Schmelzende Uhren und auf Krücken lau­fen­de Elefanten gehö­ren wohl zu den letz­ten Sehenswürdigkeiten, die wir in Matera, gele­gen in der ita­lie­ni­schen Region Basilikata erwar­tet hät­ten. Matera wirft nur so mit Superlativen um sich … Unesco Weltkulturerbe, Europas Kulturhauptstadt 2019, schöns­te Stadt Italiens (naja, das stammt aus einer Tourismusbroschüre), bereits in der Jungsteinzeit besie­delt und zählt zu den ältes­ten Städten der Welt. Die „Schande Italiens“, noch in den 50er Jahren genannt, wur­de bin­nen weni­ger Jahre zum strah­len­den Schwan.

Die Sassi von Matera sind zwei natür­li­che Amphitheater aus kars­ti­gen Höhlensiedlungen – das male­ri­sche Stadtviertel Barisano im Nordosten sowie der Stadtteil Caveoso im Süden mit der Civita in der Mitte, dem ältes­ten Kern der bewohn­ten Stadt. Eine Abfolge von klei­nen Gassen und Treppen, Bögen und Galerien sowie groß­zü­gi­gen Terrassen, Glockentürmen, Höhlenkirchen und Höhlenhäusern bil­den gemein­sam die Altstadt.
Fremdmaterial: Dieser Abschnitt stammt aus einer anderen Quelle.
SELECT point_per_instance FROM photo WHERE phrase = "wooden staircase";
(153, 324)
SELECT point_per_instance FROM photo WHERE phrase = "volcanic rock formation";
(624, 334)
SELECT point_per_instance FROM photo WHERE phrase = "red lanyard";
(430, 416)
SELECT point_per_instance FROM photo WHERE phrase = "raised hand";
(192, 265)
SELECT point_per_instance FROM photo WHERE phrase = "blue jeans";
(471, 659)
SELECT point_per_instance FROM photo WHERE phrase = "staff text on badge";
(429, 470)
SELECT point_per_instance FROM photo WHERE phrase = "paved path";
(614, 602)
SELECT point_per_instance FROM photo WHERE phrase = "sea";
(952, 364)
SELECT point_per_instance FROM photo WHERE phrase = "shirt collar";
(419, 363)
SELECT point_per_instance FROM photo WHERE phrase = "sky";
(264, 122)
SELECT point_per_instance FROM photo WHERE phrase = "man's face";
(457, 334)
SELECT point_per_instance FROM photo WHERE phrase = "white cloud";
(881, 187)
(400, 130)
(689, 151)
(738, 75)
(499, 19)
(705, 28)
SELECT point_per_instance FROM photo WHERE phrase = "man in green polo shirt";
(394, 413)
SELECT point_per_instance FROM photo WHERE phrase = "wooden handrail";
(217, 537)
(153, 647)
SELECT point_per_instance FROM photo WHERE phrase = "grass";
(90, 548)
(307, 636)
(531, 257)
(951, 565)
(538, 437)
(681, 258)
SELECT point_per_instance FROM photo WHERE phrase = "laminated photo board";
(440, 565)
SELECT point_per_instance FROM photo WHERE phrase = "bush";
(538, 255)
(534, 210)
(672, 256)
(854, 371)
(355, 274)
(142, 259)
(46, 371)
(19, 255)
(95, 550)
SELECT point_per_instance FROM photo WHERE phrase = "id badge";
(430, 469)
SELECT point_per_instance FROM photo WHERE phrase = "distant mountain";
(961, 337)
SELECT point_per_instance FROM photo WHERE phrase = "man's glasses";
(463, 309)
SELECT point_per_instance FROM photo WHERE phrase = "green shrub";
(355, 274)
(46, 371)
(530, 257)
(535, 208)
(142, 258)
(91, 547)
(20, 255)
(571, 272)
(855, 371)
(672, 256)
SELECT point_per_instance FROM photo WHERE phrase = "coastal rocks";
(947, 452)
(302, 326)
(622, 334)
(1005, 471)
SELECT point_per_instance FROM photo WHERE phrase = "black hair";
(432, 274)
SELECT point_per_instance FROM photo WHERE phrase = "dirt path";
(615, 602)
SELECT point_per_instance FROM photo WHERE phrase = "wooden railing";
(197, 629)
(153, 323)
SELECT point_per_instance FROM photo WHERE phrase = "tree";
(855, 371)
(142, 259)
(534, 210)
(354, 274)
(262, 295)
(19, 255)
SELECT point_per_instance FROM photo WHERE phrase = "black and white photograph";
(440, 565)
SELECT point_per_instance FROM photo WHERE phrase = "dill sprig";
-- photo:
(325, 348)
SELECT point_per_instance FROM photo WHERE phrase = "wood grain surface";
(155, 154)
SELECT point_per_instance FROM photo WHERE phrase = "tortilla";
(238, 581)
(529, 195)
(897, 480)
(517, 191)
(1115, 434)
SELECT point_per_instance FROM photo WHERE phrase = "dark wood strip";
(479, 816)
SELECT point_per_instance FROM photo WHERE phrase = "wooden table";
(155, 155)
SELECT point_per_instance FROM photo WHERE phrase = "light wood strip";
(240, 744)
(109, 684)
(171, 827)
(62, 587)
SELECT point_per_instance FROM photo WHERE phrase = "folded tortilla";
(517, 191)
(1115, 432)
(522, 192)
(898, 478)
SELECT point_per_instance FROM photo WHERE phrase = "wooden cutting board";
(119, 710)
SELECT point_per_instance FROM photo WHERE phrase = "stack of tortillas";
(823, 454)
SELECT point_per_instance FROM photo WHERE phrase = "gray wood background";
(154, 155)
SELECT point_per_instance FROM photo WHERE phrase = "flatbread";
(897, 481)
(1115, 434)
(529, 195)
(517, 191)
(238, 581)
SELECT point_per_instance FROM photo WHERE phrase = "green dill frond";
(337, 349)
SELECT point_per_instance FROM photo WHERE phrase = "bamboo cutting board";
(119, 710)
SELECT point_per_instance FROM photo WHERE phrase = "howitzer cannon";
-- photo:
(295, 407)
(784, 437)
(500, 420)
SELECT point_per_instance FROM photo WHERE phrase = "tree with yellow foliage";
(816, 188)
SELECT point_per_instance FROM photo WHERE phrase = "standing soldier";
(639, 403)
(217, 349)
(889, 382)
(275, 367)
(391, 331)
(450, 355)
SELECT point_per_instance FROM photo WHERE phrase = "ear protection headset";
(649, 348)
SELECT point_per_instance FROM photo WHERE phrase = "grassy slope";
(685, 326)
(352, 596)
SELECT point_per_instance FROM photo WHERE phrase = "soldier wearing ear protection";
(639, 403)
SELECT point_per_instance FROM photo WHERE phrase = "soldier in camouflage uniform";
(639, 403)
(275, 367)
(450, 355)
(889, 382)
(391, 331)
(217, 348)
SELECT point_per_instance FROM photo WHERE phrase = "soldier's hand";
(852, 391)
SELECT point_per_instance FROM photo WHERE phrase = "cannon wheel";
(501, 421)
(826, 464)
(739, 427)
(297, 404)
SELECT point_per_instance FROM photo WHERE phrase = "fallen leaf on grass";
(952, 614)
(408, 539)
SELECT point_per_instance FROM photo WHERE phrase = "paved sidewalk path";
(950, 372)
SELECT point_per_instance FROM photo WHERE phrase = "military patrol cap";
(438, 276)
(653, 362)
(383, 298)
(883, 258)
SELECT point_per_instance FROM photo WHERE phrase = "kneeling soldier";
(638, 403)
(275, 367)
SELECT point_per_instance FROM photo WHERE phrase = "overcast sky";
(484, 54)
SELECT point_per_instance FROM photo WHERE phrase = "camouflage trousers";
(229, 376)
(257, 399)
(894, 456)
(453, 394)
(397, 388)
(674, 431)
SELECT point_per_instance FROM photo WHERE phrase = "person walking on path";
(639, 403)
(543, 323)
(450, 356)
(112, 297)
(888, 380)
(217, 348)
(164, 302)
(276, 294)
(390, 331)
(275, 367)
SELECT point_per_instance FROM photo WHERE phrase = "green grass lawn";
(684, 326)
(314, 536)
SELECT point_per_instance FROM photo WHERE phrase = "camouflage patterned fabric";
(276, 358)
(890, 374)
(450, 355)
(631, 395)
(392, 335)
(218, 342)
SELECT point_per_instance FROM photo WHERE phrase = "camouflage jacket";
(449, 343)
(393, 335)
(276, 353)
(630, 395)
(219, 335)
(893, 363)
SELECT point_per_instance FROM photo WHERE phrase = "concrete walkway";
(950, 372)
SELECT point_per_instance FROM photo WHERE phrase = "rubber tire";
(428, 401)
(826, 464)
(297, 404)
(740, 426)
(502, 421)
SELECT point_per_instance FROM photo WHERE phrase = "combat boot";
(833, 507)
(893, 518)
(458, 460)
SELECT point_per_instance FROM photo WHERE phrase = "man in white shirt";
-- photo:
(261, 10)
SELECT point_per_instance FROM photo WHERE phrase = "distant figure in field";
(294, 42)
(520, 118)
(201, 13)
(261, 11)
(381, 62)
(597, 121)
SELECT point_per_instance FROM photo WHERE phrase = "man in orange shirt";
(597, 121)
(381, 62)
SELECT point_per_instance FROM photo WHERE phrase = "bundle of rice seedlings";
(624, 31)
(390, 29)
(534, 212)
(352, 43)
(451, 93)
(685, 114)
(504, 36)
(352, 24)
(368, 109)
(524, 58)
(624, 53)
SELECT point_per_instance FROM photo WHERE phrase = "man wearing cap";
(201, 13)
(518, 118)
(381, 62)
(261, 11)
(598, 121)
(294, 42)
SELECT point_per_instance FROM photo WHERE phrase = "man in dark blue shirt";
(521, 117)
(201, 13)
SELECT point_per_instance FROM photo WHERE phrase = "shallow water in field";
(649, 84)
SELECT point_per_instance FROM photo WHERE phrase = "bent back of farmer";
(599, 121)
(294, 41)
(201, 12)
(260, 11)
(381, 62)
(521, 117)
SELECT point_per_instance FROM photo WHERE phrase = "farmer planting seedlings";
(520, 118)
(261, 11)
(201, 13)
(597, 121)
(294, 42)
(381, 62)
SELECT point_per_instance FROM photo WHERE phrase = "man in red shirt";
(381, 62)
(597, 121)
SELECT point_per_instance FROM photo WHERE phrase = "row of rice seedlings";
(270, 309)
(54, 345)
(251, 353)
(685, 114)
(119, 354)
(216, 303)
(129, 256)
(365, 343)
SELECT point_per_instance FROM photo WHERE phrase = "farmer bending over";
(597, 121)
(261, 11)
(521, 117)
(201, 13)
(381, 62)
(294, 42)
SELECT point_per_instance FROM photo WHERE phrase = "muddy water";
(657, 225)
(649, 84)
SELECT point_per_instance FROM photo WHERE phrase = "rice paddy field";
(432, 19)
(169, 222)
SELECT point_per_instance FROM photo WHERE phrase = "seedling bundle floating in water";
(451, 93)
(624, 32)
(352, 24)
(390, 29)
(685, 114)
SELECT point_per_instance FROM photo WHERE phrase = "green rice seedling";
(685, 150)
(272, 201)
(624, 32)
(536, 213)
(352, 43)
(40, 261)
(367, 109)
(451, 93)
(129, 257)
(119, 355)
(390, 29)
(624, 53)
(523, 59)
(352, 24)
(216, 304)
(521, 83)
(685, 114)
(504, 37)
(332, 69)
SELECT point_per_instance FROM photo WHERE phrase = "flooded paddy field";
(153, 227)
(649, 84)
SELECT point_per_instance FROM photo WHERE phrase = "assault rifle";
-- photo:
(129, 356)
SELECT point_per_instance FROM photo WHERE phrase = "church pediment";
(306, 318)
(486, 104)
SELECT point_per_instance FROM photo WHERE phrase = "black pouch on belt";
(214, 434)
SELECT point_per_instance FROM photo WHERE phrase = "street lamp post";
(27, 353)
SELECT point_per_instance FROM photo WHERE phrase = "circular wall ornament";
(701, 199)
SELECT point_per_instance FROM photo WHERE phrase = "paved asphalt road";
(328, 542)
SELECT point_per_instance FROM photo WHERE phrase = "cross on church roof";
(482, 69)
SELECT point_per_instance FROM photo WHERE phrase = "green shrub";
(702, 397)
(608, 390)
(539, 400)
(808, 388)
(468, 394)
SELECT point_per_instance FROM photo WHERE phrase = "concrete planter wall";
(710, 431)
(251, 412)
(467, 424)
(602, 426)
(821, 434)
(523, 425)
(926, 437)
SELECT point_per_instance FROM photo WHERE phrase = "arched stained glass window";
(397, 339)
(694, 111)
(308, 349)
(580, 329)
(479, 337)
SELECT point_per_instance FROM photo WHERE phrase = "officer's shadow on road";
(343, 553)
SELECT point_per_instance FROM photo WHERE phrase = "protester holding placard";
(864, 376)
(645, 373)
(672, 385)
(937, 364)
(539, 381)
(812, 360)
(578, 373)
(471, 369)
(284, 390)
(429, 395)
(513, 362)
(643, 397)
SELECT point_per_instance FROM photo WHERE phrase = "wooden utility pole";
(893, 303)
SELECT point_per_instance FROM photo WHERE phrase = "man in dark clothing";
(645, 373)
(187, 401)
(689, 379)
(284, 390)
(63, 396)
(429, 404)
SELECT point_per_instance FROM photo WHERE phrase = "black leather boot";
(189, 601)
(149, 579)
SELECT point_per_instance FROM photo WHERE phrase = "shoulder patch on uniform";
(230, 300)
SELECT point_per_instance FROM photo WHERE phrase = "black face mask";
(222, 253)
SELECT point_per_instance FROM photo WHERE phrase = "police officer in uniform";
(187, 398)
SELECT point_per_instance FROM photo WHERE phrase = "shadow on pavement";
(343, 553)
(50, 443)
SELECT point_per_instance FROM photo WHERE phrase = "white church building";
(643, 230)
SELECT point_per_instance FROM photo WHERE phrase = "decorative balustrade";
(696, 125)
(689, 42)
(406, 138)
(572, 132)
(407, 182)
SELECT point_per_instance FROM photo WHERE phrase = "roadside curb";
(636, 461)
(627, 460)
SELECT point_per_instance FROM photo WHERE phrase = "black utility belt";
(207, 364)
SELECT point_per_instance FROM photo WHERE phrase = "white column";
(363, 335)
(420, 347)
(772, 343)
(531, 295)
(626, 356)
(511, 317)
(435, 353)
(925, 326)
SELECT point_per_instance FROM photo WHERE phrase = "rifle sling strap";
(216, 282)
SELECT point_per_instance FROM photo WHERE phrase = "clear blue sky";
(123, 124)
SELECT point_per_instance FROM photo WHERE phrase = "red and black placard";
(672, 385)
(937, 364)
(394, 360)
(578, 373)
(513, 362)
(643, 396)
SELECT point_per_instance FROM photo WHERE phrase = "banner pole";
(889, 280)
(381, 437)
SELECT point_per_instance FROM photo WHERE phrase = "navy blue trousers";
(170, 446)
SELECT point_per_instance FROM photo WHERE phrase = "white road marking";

Doch zurück zu den schmel­zen­den Uhren. Der Ernennung zur Kulturhauptstadt 2019 ist es zu ver­dan­ken, das der Surrealismus des bereits 1989 ver­stor­be­nen Spaniers Salvador Dali in den Straßen Materas wie­der zum Leben erweckt wird. Wenn auch das ihm gewid­me­te Museum aktu­ell nicht offen ist, die in der Stadt ver­teil­ten Bronzestatuen sind ein ech­ter Eyecatcher. 

Ein defi­ni­tiv loh­nens­wer­ter 2‑Tages-Stopp.